Waktu menunjukkan pukul 18.00. Mujiono (43) bergegas pulang usai mendengarkan hasil pertemuan antara pengemudi, perwakilan perusahaan Gojek, bersama anggota Komisi I DPRD Batam, dan mengatur rencana untuk aksi damai kembali keesokan harinya. Kurang lebih pukul 19.00, Mujiono pun tiba di rumahnya di Kampung Panglong, Kecamatan Nongsa, Batam. Usai mematikan mesin motornya, ia menyapa burung perkututnya di kandang yang digantung di tiang teras rumah.
“Kalau orang Jawa itu nyebutnya petet. Artinya seorang laki-laki harus mempunyai kesibukan, kalau tidak pelihara hewan seperti burung, ya mengurusi tanaman,” katanya kepada HMSTimes.com.
Sambil meminta anaknya membuatkan teh, dia pun sedikit mengingat kejayaan pada masa awal Gojek masuk ke Batam kali pertama pada 2017 silam. Mujiono berkisah, dulunya dirinya merupakan karyawan di perusahaan oil dan gas sejak 2006. Di tahun itu pula awal kali ia menginjakkan kakinya di Batam. Namun, pada 2017, kondisi perekonomian di Batam sedikit terguncang sehingga banyak perusahaan di Batam tutup. Keadaan itu pun turut berimbas pada nasib dapurnya.
“Waktu pertama kali gabung Gojek, insentifnya itu Rp100 ribu. Jadi, pendapatan saya per bulan kalau dihitung bisa sampai Rp9 juta, makanya saya bertahan di Gojek. Sudah tidak terpikir lagi balik ke proyek,” ucap pria asal Madiun itu.
Mujiono juga mengatakan, dirinya harus pintar-pintar mencari lokasi agar bisa mendapatkan pesanan lancar dan bisa mendapat uang tip yang besar. Untuk itu dia memilih kawasan Nagoya yang suasana malamnya hidup, dan tempat berpusatnya banyak hotel, bar, dan diskotek.
“Dibanding tempat lain, saya rasa lebih lancar di dunia malam [kawasan Nagoya]. Di sana saya pernah dapat tip 10 dolar Singapura. Tapi untuk tip memang tidak terlalu diharapkan, walaupun hampir setiap hari dapat rata-rata dari pesanan Gofood dan Goride,” katanya.
Bahkan, tip yang paling sering dia dapatkan berasal dari transpuan yang kerap menjajakan layanan di seputaran kawasan Jodoh dan Nagoya, mulai Rp5 ribu sampai Rp15 ribu. “Mereka [transpuan] itu baik-baik loh. Mereka yang paling sering ngasih tip,” kata dia.

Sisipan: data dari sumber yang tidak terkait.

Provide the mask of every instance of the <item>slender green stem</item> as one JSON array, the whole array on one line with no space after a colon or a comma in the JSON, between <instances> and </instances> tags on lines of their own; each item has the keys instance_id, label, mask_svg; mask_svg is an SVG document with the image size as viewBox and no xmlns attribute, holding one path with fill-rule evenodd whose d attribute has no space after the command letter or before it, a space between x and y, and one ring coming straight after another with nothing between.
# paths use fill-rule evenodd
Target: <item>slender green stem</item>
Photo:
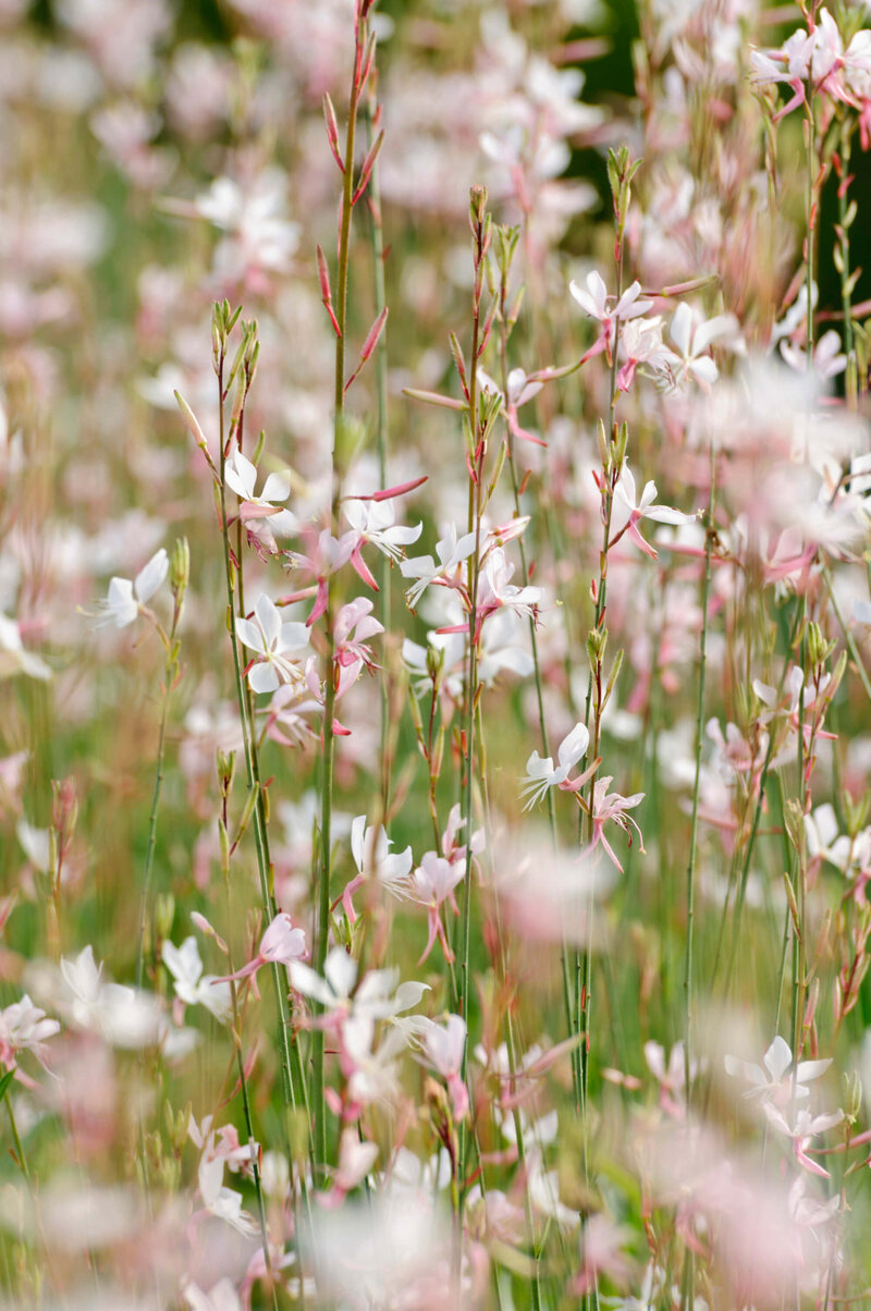
<instances>
[{"instance_id":1,"label":"slender green stem","mask_svg":"<svg viewBox=\"0 0 871 1311\"><path fill-rule=\"evenodd\" d=\"M16 1150L16 1156L18 1158L18 1164L21 1167L21 1173L26 1179L28 1184L30 1184L30 1171L28 1169L28 1158L24 1154L24 1147L21 1146L21 1138L18 1137L18 1126L16 1124L16 1116L14 1116L14 1110L12 1109L12 1099L9 1096L9 1089L8 1088L4 1092L4 1095L3 1095L3 1100L7 1104L7 1113L9 1116L9 1130L12 1133L12 1142L13 1142L13 1146L14 1146L14 1150Z\"/></svg>"},{"instance_id":2,"label":"slender green stem","mask_svg":"<svg viewBox=\"0 0 871 1311\"><path fill-rule=\"evenodd\" d=\"M366 108L366 143L369 149L375 144L375 118L378 105L375 101L375 87L370 84L369 102ZM382 223L380 185L378 160L373 164L369 177L369 214L370 214L370 243L373 256L373 282L375 287L375 316L380 316L387 305L387 292L384 287L384 228ZM384 325L378 345L375 347L375 451L378 454L378 477L382 488L387 486L387 325ZM380 619L387 631L390 628L390 593L391 569L390 560L383 552L378 557L378 590L380 603ZM386 669L388 674L388 667ZM382 814L390 813L390 783L391 783L391 721L390 721L390 683L387 676L380 680L380 789Z\"/></svg>"},{"instance_id":3,"label":"slender green stem","mask_svg":"<svg viewBox=\"0 0 871 1311\"><path fill-rule=\"evenodd\" d=\"M704 534L704 572L702 574L702 636L699 638L699 686L695 703L695 773L693 779L693 812L690 817L690 851L686 864L686 957L683 966L683 1083L686 1104L693 1093L693 948L695 935L695 859L702 788L702 743L704 741L704 682L707 674L708 598L711 594L711 557L714 553L716 465L711 446L711 497Z\"/></svg>"},{"instance_id":4,"label":"slender green stem","mask_svg":"<svg viewBox=\"0 0 871 1311\"><path fill-rule=\"evenodd\" d=\"M345 333L348 326L348 265L350 256L350 220L354 195L354 142L357 134L357 111L362 92L362 59L366 46L366 24L358 17L354 47L354 72L352 76L348 125L345 131L345 155L342 172L342 206L338 229L338 271L336 282L336 370L333 395L333 450L331 456L331 502L329 531L338 519L338 498L341 490L341 465L345 443ZM336 670L333 633L333 589L327 577L327 608L324 612L324 721L323 754L320 772L320 868L317 872L316 919L314 966L323 974L329 941L329 882L332 876L332 806L333 775L336 768L336 734L333 716L336 709ZM315 1114L315 1163L321 1176L327 1169L327 1103L324 1097L324 1030L316 1028L312 1033L312 1099Z\"/></svg>"},{"instance_id":5,"label":"slender green stem","mask_svg":"<svg viewBox=\"0 0 871 1311\"><path fill-rule=\"evenodd\" d=\"M174 646L176 624L173 623L169 641ZM146 926L148 922L148 905L151 902L151 884L155 867L155 847L157 842L157 810L160 808L160 793L164 781L164 749L167 742L167 718L169 714L169 697L172 696L172 683L176 676L176 661L172 649L164 669L163 707L160 711L160 730L157 734L157 766L155 770L155 791L151 801L151 817L148 819L148 846L146 848L146 863L142 874L142 906L139 909L139 948L136 950L136 987L142 987L146 969Z\"/></svg>"},{"instance_id":6,"label":"slender green stem","mask_svg":"<svg viewBox=\"0 0 871 1311\"><path fill-rule=\"evenodd\" d=\"M711 497L704 532L704 572L702 574L702 636L699 638L699 686L695 707L695 775L693 779L693 813L690 818L690 852L686 863L686 957L683 966L683 1087L687 1113L693 1105L693 948L695 937L695 857L699 822L699 794L702 787L702 742L704 733L704 682L707 674L708 598L711 593L711 556L714 551L714 523L716 506L716 465L711 446ZM691 1304L695 1283L695 1259L687 1245L683 1256L681 1281L681 1311Z\"/></svg>"},{"instance_id":7,"label":"slender green stem","mask_svg":"<svg viewBox=\"0 0 871 1311\"><path fill-rule=\"evenodd\" d=\"M253 829L254 829L254 848L257 852L257 873L260 877L260 891L264 905L264 911L272 920L277 912L275 899L272 886L272 868L269 863L269 836L266 830L266 815L262 800L262 789L260 787L260 767L257 760L257 743L256 733L253 726L252 707L248 700L245 683L243 679L241 662L239 659L239 638L236 635L236 568L232 561L230 551L230 528L227 519L227 484L224 479L226 468L226 425L224 425L224 350L226 345L220 349L220 355L216 363L218 374L218 397L219 397L219 440L220 440L220 464L219 464L219 497L220 497L220 530L223 541L223 555L224 555L224 582L227 591L227 627L230 629L230 646L232 652L233 661L233 682L236 686L236 699L239 704L239 718L243 730L243 749L245 756L245 777L248 784L249 796L256 792L254 813L253 813ZM241 570L241 560L239 561L239 569ZM306 1105L306 1112L308 1114L308 1095L306 1088L304 1072L302 1068L302 1059L299 1054L299 1044L290 1041L290 1008L287 1003L287 988L281 978L281 966L273 962L270 966L270 975L273 979L273 988L275 994L275 1006L278 1009L278 1049L281 1055L281 1070L282 1070L282 1087L285 1093L285 1108L286 1112L295 1112L296 1109L296 1089L294 1087L294 1074L296 1074L296 1083ZM287 1127L287 1126L286 1126ZM287 1158L291 1171L291 1180L294 1177L294 1152L293 1141L290 1131L287 1133ZM303 1203L308 1213L308 1183L306 1180L304 1171L299 1172L300 1176L300 1192ZM311 1217L310 1217L311 1218Z\"/></svg>"},{"instance_id":8,"label":"slender green stem","mask_svg":"<svg viewBox=\"0 0 871 1311\"><path fill-rule=\"evenodd\" d=\"M474 225L474 240L476 241L475 273L476 292L472 304L472 354L468 375L468 423L471 433L471 460L476 477L470 480L470 511L472 517L472 531L475 532L475 549L468 557L467 590L470 598L468 611L468 663L466 673L466 751L464 751L464 779L463 779L463 819L466 832L466 872L463 876L463 912L460 926L460 966L459 966L459 1013L466 1020L468 1032L468 992L470 992L470 943L471 943L471 911L472 911L472 794L475 788L475 703L477 699L477 583L481 558L481 502L480 486L484 468L484 439L479 435L477 427L477 347L480 334L480 278L479 267L485 256L484 250L484 211L479 210L476 225ZM468 1055L468 1037L463 1050L462 1078L466 1078ZM464 1129L460 1135L460 1160L466 1159Z\"/></svg>"}]
</instances>

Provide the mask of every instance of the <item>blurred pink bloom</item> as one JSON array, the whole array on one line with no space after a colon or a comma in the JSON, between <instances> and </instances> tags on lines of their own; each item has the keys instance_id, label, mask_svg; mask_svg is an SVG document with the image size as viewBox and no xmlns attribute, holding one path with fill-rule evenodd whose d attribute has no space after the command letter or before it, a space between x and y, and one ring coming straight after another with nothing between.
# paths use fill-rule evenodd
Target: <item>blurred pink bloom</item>
<instances>
[{"instance_id":1,"label":"blurred pink bloom","mask_svg":"<svg viewBox=\"0 0 871 1311\"><path fill-rule=\"evenodd\" d=\"M744 1096L762 1097L775 1106L786 1106L794 1099L809 1097L811 1091L807 1084L824 1075L830 1065L830 1059L800 1061L792 1070L792 1050L779 1034L767 1047L761 1066L725 1057L727 1074L733 1078L741 1076L750 1084Z\"/></svg>"},{"instance_id":2,"label":"blurred pink bloom","mask_svg":"<svg viewBox=\"0 0 871 1311\"><path fill-rule=\"evenodd\" d=\"M468 1110L468 1089L460 1076L466 1053L466 1021L459 1015L449 1015L443 1025L426 1020L418 1037L425 1062L447 1083L451 1112L459 1124Z\"/></svg>"},{"instance_id":3,"label":"blurred pink bloom","mask_svg":"<svg viewBox=\"0 0 871 1311\"><path fill-rule=\"evenodd\" d=\"M632 846L632 834L630 832L630 826L635 829L639 846L641 852L644 852L644 838L641 836L641 830L639 829L635 819L628 815L627 810L634 810L635 806L640 805L644 800L643 792L635 792L631 797L622 797L619 792L609 793L609 785L611 784L611 776L605 779L597 779L593 787L593 839L586 848L588 853L594 851L601 843L610 859L614 861L620 873L623 873L623 867L614 855L611 846L605 836L605 825L609 819L614 821L624 834L628 835L630 847Z\"/></svg>"},{"instance_id":4,"label":"blurred pink bloom","mask_svg":"<svg viewBox=\"0 0 871 1311\"><path fill-rule=\"evenodd\" d=\"M424 948L424 954L417 962L418 965L424 964L436 945L437 937L442 944L445 960L449 964L454 960L454 953L450 949L445 926L442 923L441 907L442 902L446 901L454 914L459 915L459 906L454 899L454 889L459 882L462 882L464 873L464 860L450 861L446 860L445 856L437 855L434 851L428 851L412 874L409 897L420 906L426 906L429 912L429 937L426 940L426 947Z\"/></svg>"}]
</instances>

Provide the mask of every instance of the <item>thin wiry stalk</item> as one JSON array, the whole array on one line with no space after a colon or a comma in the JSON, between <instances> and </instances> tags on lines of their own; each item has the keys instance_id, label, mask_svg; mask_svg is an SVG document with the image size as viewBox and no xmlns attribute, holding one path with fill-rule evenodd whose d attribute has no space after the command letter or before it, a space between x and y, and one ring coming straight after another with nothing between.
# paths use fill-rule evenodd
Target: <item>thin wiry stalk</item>
<instances>
[{"instance_id":1,"label":"thin wiry stalk","mask_svg":"<svg viewBox=\"0 0 871 1311\"><path fill-rule=\"evenodd\" d=\"M500 302L498 303L498 325L500 325L500 332L498 332L498 361L500 361L500 370L501 370L502 396L505 397L505 404L506 405L508 405L508 330L509 330L509 324L508 324L508 315L509 315L509 307L508 307L508 277L509 277L509 273L510 273L510 260L506 258L505 260L505 266L502 269L502 275L501 275L501 279L500 279L500 291L498 291L498 302ZM510 425L508 423L508 418L505 421L505 443L506 443L506 451L508 451L508 469L509 469L509 475L510 475L510 480L512 480L512 496L514 498L514 518L519 519L521 514L522 514L522 510L521 510L519 481L518 481L518 477L517 477L517 460L514 458L514 434L512 433ZM527 565L527 561L526 561L526 547L523 544L523 534L521 534L521 536L517 539L517 544L518 544L519 556L521 556L521 577L522 577L523 587L527 587L529 586L529 581L530 581L530 572L529 572L529 565ZM542 741L542 756L547 758L547 756L550 756L551 750L550 750L548 733L547 733L547 717L544 714L544 684L543 684L543 679L542 679L542 663L540 663L539 654L538 654L538 633L535 631L535 616L534 615L530 615L530 617L529 617L529 637L530 637L530 648L531 648L531 652L533 652L533 678L534 678L534 683L535 683L535 704L537 704L537 708L538 708L538 725L539 725L539 733L540 733L540 741ZM571 679L568 682L569 682L569 686L571 686ZM550 827L550 831L551 831L551 842L554 844L554 850L556 851L557 847L559 847L559 835L557 835L557 830L556 830L556 798L554 796L554 788L548 788L547 789L547 821L548 821L548 827ZM571 1034L573 1032L573 1020L572 1020L572 961L571 961L571 952L569 952L569 948L568 948L568 944L565 943L565 940L563 941L563 947L561 947L561 952L560 952L560 965L561 965L561 973L563 973L563 1004L565 1007L565 1024L567 1024L568 1032ZM581 1071L580 1071L580 1062L577 1059L577 1054L572 1053L572 1079L573 1079L573 1084L575 1084L575 1100L576 1100L576 1103L577 1103L578 1106L581 1104L580 1072Z\"/></svg>"},{"instance_id":2,"label":"thin wiry stalk","mask_svg":"<svg viewBox=\"0 0 871 1311\"><path fill-rule=\"evenodd\" d=\"M496 878L492 861L493 861L493 823L492 812L489 802L489 787L487 783L487 751L484 746L484 716L481 713L481 707L477 707L477 741L480 743L481 755L481 785L484 791L484 825L487 834L487 852L491 859L491 884L493 888L493 903L496 912L496 937L498 944L498 964L502 971L502 982L508 978L508 950L505 948L505 933L502 931L502 910L498 894L498 880ZM551 789L552 791L552 789ZM472 835L466 834L466 842L471 846ZM527 1186L527 1155L526 1155L526 1141L523 1138L523 1118L521 1116L519 1106L514 1099L514 1080L517 1078L517 1046L514 1042L514 1021L512 1019L512 999L508 998L505 1007L505 1049L508 1051L508 1072L512 1086L512 1121L514 1124L514 1141L517 1142L517 1164L519 1168L521 1179L523 1180L523 1219L526 1222L526 1228L533 1244L533 1311L542 1311L542 1262L539 1256L539 1249L535 1244L535 1224L533 1215L533 1202L530 1198L530 1192ZM480 1155L480 1152L479 1152ZM484 1171L481 1169L481 1188L484 1185Z\"/></svg>"},{"instance_id":3,"label":"thin wiry stalk","mask_svg":"<svg viewBox=\"0 0 871 1311\"><path fill-rule=\"evenodd\" d=\"M375 123L378 113L379 110L375 100L373 76L369 89L369 104L366 106L366 142L369 149L371 149L375 144ZM375 316L378 317L387 307L387 292L384 288L384 227L382 222L378 160L373 164L373 170L369 177L367 201L370 215L369 233L373 256L373 282L375 287ZM375 347L375 451L378 454L378 477L382 488L387 486L387 326L384 326ZM380 619L384 629L387 629L390 627L391 569L390 560L383 552L379 552L378 557L378 589L380 593ZM380 791L382 813L384 818L390 814L390 688L387 678L383 678L380 683Z\"/></svg>"},{"instance_id":4,"label":"thin wiry stalk","mask_svg":"<svg viewBox=\"0 0 871 1311\"><path fill-rule=\"evenodd\" d=\"M230 629L230 646L232 652L233 661L233 680L236 686L236 700L239 704L239 718L243 730L243 749L245 756L245 779L248 784L248 793L251 796L254 789L260 796L256 798L254 804L254 848L257 852L257 873L260 877L260 891L264 903L264 911L269 916L269 920L274 919L277 912L275 899L272 888L272 872L269 864L269 838L266 832L265 823L265 808L262 805L262 793L258 781L258 762L256 755L256 742L254 742L254 729L251 720L251 707L248 703L248 696L245 694L244 679L241 675L241 662L239 659L239 638L236 636L236 569L233 566L232 555L230 549L230 528L227 519L227 484L224 479L226 469L226 425L224 425L224 351L226 343L220 346L220 354L216 361L216 374L218 374L218 405L219 405L219 498L220 498L220 531L223 541L224 553L224 581L227 589L227 625ZM239 561L241 569L241 561ZM273 962L270 966L270 974L273 979L273 987L275 992L275 1004L278 1009L278 1029L279 1029L279 1053L281 1053L281 1068L282 1068L282 1086L285 1093L285 1109L295 1112L296 1109L296 1091L294 1088L294 1076L291 1068L295 1067L300 1092L307 1109L307 1089L304 1074L302 1070L302 1061L299 1057L298 1042L290 1042L290 1008L287 1004L287 990L281 978L281 968ZM291 1066L293 1062L293 1066ZM291 1180L294 1177L294 1155L291 1150L290 1134L287 1139L287 1156L291 1172ZM306 1207L308 1209L308 1184L306 1180L304 1171L299 1172L300 1176L300 1190Z\"/></svg>"},{"instance_id":5,"label":"thin wiry stalk","mask_svg":"<svg viewBox=\"0 0 871 1311\"><path fill-rule=\"evenodd\" d=\"M160 625L157 631L167 649L167 663L164 666L163 704L160 709L160 730L157 734L157 764L155 768L155 791L151 800L151 815L148 818L148 846L146 847L146 863L142 873L142 906L139 910L139 948L136 950L136 987L142 987L142 978L146 968L146 924L148 920L148 903L151 901L151 884L155 867L155 847L157 843L157 810L160 809L160 793L164 781L164 751L167 743L167 720L169 717L169 700L173 684L178 676L178 648L177 633L181 612L184 607L184 589L176 594L173 606L172 627L169 637L165 636Z\"/></svg>"},{"instance_id":6,"label":"thin wiry stalk","mask_svg":"<svg viewBox=\"0 0 871 1311\"><path fill-rule=\"evenodd\" d=\"M331 454L331 503L329 531L338 519L340 498L340 459L345 440L345 329L348 324L348 264L350 253L352 198L354 195L354 142L357 134L357 111L362 90L361 72L363 47L366 43L366 22L359 14L355 28L354 71L352 75L348 125L345 130L345 166L342 173L342 208L338 229L338 271L336 281L336 371L333 393L333 450ZM314 966L319 974L324 971L327 945L329 941L329 881L332 876L332 806L333 772L336 766L336 734L333 716L336 709L334 633L333 633L333 594L327 578L327 610L324 612L324 632L327 649L324 653L324 728L320 775L320 868L317 872L316 919ZM312 1100L315 1114L315 1163L324 1175L327 1169L327 1103L324 1099L324 1030L315 1028L312 1033Z\"/></svg>"},{"instance_id":7,"label":"thin wiry stalk","mask_svg":"<svg viewBox=\"0 0 871 1311\"><path fill-rule=\"evenodd\" d=\"M702 789L702 743L704 739L704 682L707 674L708 599L711 593L711 556L714 553L716 465L711 446L711 497L704 526L704 572L702 574L702 635L699 637L699 686L695 703L695 773L693 777L693 813L690 817L690 851L686 863L686 956L683 964L683 1087L687 1114L693 1105L693 948L695 945L695 857L699 822L699 794ZM681 1287L681 1311L693 1298L694 1253L687 1245Z\"/></svg>"},{"instance_id":8,"label":"thin wiry stalk","mask_svg":"<svg viewBox=\"0 0 871 1311\"><path fill-rule=\"evenodd\" d=\"M693 948L695 941L695 860L698 846L699 794L702 789L702 745L704 741L704 683L707 675L708 599L711 594L711 557L714 555L716 467L711 447L711 497L704 532L704 572L702 574L702 635L699 637L699 684L695 701L695 772L693 777L693 812L690 815L690 851L686 863L686 957L683 964L683 1082L686 1104L693 1092Z\"/></svg>"},{"instance_id":9,"label":"thin wiry stalk","mask_svg":"<svg viewBox=\"0 0 871 1311\"><path fill-rule=\"evenodd\" d=\"M483 279L483 262L487 257L488 223L487 193L480 187L472 189L472 240L475 244L475 291L472 294L472 353L468 374L468 426L471 434L470 472L474 468L475 477L470 477L470 530L475 532L475 549L468 557L467 590L470 598L468 611L468 665L466 673L466 751L463 758L463 819L466 832L466 872L463 876L463 911L460 923L460 965L459 965L459 1013L466 1020L466 1046L460 1076L466 1079L468 1066L468 994L470 994L470 944L471 944L471 911L472 911L472 793L475 788L475 708L477 700L477 583L481 558L481 480L484 472L485 439L479 431L477 422L477 354L480 342L480 290ZM460 1163L466 1164L467 1135L466 1126L460 1127L459 1154Z\"/></svg>"}]
</instances>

Dari hasil pendapatan yang cukup besar itu, Mujiono kerap membawa keluarganya untuk makan-makan di luar. Meski demikian, ia mengaku belum bisa membelikan istrinya barang berharga, karena masih banyak kebutuhan lain yang harus dipenuhi.
Pada tahun 2018 pihak Gojek kemudian menurunkan insentif menjadi Rp80 ribu. Namun, para pengemudi Gojek kala itu tidak mempersoalkannya lantaran alasan pihak Gojek dianggap masuk akal karena ingin menjaga pelanggan dengan memberikan subsidi. “Pada tahun 2019, insentif menjadi Rp60 ribu rupiah, kami juga tidak ada masalah karena operasional masih cukup. Tapi kok sekarang insentif malah dihilangkan,” ucapnya.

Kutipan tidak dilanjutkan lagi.